As much as it’s literally impossible to find much more to say about On Drugs, the one thing I know for sure is that I’ve got four of their songs saved to my “liked songs” and I’m having one hell of a time figuring out how I cut even one of them out of the 2020 Top 100. For the record, I already named two of them abov -“Tony Hawk” and “Tequila” - but there’s also “Like Everything” (which recalls…some form of art punk that I just can’t place…dammit), and “Chain Smoke”…of which, same vibe, but these lyrics get at something about them I’ve always connected to:

"I'm gonna chain smoke cigarettes/
I'm gonna binge drink my 40/
I'm gonna get high with all your pets/
They don't ask me questions"

Whatever it is, it’s related to exhaustion.

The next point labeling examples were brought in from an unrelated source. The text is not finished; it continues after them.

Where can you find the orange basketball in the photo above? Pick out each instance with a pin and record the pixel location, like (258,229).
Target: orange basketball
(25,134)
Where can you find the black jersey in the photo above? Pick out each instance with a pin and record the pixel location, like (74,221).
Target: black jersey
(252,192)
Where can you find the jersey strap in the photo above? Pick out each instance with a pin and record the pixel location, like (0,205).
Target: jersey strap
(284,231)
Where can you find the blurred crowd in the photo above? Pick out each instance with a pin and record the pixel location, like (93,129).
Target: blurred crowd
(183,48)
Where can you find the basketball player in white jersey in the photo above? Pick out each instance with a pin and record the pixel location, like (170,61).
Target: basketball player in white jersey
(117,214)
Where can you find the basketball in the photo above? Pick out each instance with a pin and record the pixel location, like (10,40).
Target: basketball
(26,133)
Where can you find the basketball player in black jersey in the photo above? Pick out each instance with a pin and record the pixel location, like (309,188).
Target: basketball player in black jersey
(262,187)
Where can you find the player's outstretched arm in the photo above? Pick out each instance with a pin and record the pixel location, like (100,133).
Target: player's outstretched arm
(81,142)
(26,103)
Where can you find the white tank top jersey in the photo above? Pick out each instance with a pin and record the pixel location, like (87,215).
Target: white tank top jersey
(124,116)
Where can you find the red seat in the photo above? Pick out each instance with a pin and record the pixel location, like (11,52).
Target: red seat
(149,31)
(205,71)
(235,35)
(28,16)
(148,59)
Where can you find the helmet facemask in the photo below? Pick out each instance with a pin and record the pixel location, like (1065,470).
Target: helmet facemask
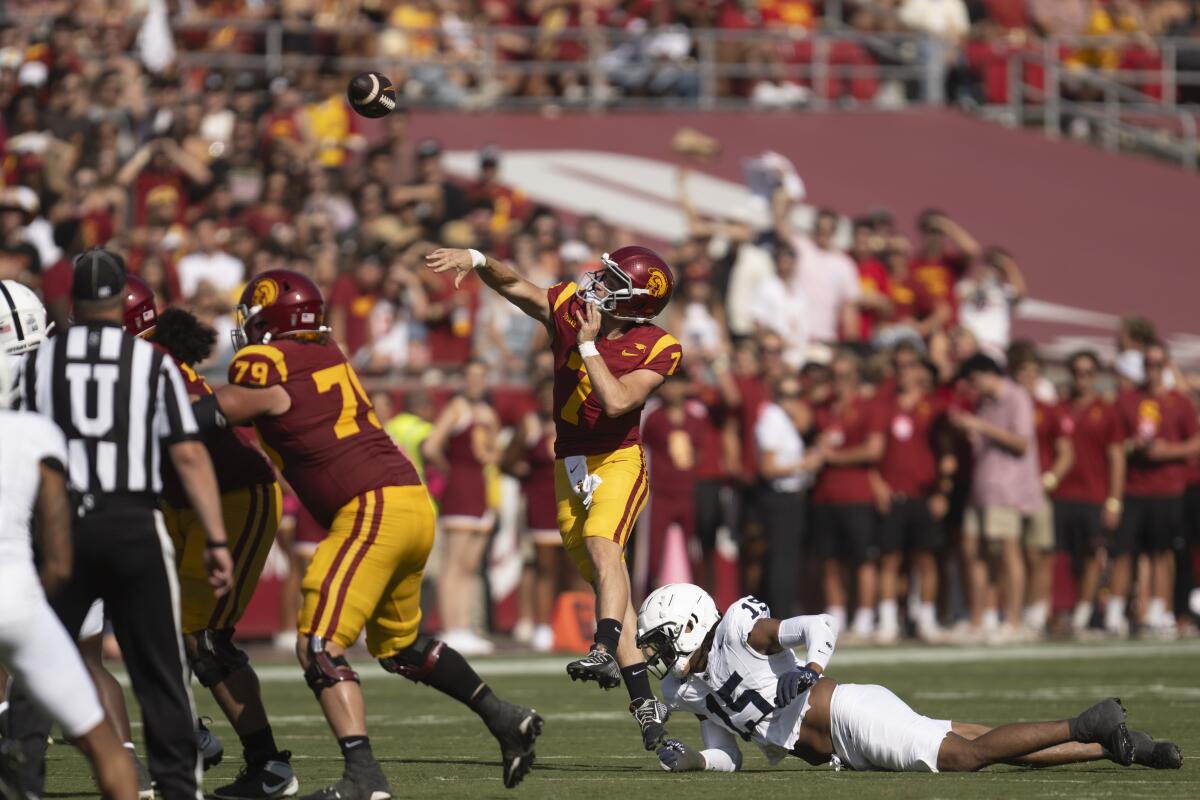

The Sampler (or the Rest of It):
On Drugs has only the two albums - Stay Yuck, their earlier album (2017), is the other one - so there isn’t a wealth of input. Outside the songs already noted above, here’s the rest of the sampler (with notes): “Smush” (like “Squish,” a mix of new wave and something sharper), the 70s punk, “Feels Like Trash,” the monster, multi-faceted long-jam of “Grim Reefer,” and the subtle “Space Cadet Reject,” that feels like the same thing in less time.

On Drugs isn’t a band for everyone, but they also push enough indie-rock buttons to make it possible for a larger group of people to find something to love in their catalog. A strong tolerance for low-fi sounds and sharp edges is required, but they’ve done some fun stuff with the traditional rock set of instruments.